「世界のどこでも指導ができる指導者になっていたい」
――2013年から始まったNWSLですが、アメリカは長く世界でNo.1ですからね。
「そのアメリカの強さの理由も探りたいと思っています。フィジカル、スピードなどがアメリカの長所ですが、僕らは外から見るアメリカしか知らない。
それを中から見て、選手の取り組む姿勢、サッカー観、価値観を知った上だと、アメリカの強さの意味を理解できるチャンスがあると思うんです。僕はフィジカルに頼るサッカーより、技術を重視していますが、フィジカルの強さがアメリカの強さ。それはリスペクトしたいと思っているんです。
僕はまずアメリカのサッカーを学びに行く立場ですが、当然INACがやっていたようなポゼッションサッカーを、身体能力が高いアメリカの選手がどこまでできるのかも、いつかチャレンジしてみたいと思います。その一方で、アメリカで指導したら、縦に速いサッカーの方がいいという結論が出るかもしれない」
――これは男女共通の話ですが、日本サッカー発展のためには選手に加え、指導者のレベルアップも欠かせません。
「僕は来年のこの時期までに、ワールドスタンダードな指導者、つまり世界のどこでも指導ができる指導者になっていたい。それには苦労も多いはずです。INACで1年監督をやらせてもらったことで自信がついた部分もあるけど、まだまだだと自分では思っています。
僕は『INACファミリー』という言葉をよく使っていました。INACに関わるみんなで優勝しようと1年間取り組んだ結果、4冠という最高の結果を得ました。そのように、2020年の東京五輪は女子サッカーに関わるみんなで戦えたらと夢見ています。
全国の指導者や女子サッカー部員も、みんなが『なでしこジャパンは家族なんだ』と思えるような空気感を作りたい。そうすれば東京五輪は絶対に盛り上がる。みんなが親戚の試合を見にいくように、女子サッカーの試合を見に行ってほしい。

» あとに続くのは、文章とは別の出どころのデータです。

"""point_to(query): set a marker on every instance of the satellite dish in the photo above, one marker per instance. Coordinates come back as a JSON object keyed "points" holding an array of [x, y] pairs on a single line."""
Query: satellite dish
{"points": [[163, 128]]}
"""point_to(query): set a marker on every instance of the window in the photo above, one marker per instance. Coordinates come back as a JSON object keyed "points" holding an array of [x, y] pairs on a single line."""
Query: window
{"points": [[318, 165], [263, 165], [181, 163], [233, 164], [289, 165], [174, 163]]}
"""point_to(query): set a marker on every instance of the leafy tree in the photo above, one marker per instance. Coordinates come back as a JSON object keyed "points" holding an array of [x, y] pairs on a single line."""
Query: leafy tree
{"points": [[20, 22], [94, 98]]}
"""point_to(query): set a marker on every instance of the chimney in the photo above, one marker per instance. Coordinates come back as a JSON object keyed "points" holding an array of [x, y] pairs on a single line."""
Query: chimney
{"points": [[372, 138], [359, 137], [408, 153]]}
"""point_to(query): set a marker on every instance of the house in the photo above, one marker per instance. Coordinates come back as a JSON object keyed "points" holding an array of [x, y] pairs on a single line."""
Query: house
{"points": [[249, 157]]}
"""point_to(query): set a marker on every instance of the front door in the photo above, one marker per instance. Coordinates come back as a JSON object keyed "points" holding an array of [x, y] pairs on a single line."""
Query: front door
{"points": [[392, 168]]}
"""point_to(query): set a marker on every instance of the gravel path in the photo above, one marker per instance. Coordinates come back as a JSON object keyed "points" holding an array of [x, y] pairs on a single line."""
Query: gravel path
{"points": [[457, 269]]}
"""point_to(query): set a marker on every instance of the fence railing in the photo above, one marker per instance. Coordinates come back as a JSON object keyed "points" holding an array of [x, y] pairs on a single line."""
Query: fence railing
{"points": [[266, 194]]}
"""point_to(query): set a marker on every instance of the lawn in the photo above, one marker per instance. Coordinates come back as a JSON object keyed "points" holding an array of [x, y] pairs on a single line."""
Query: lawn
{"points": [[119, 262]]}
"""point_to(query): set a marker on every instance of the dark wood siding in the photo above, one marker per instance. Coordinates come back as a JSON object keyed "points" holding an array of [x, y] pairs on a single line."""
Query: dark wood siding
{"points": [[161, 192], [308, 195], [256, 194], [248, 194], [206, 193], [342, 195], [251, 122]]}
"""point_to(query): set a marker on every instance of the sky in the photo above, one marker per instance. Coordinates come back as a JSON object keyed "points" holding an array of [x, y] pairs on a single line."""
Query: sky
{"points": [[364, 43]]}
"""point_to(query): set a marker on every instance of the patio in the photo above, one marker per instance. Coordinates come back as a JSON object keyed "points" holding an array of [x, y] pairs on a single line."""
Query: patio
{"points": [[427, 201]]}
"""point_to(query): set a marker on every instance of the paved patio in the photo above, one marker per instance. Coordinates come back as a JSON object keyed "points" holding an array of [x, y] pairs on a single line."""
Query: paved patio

僕自身がアメリカで指導して終わりじゃなくて、日本に戻る時には、世界トップクラスの選手が集まってプレーできる環境作りから着手したいと考えています。そのためなら、数え切れないほどの苦労をたくさんしていく覚悟です」
【了】
プロフィール
石原 孝尚(イシハラ タカヨシ)
1977年4月8日、愛知県生まれ。日本サッカー協会公認 A級ライセンス取得。2000年に金沢大学を卒業、2003年に筑波大学大学院体育研究科修士課程修了。2003年から前橋育英高校、帝京高校、吉備国際大学(いずれも男子)のコーチを務め、2011年に監督就任。2012年からINACのヘッドコーチ兼U-18監督となり、監督に昇格した2013年は、選手の個性を見極めた上での采配・指導で、史上初の4冠を達成した。2014年1月をもってINACを退団し、アメリカ・カナダ・メキシコ女子代表が所属するスカイブルーのコーチ就任が発表された。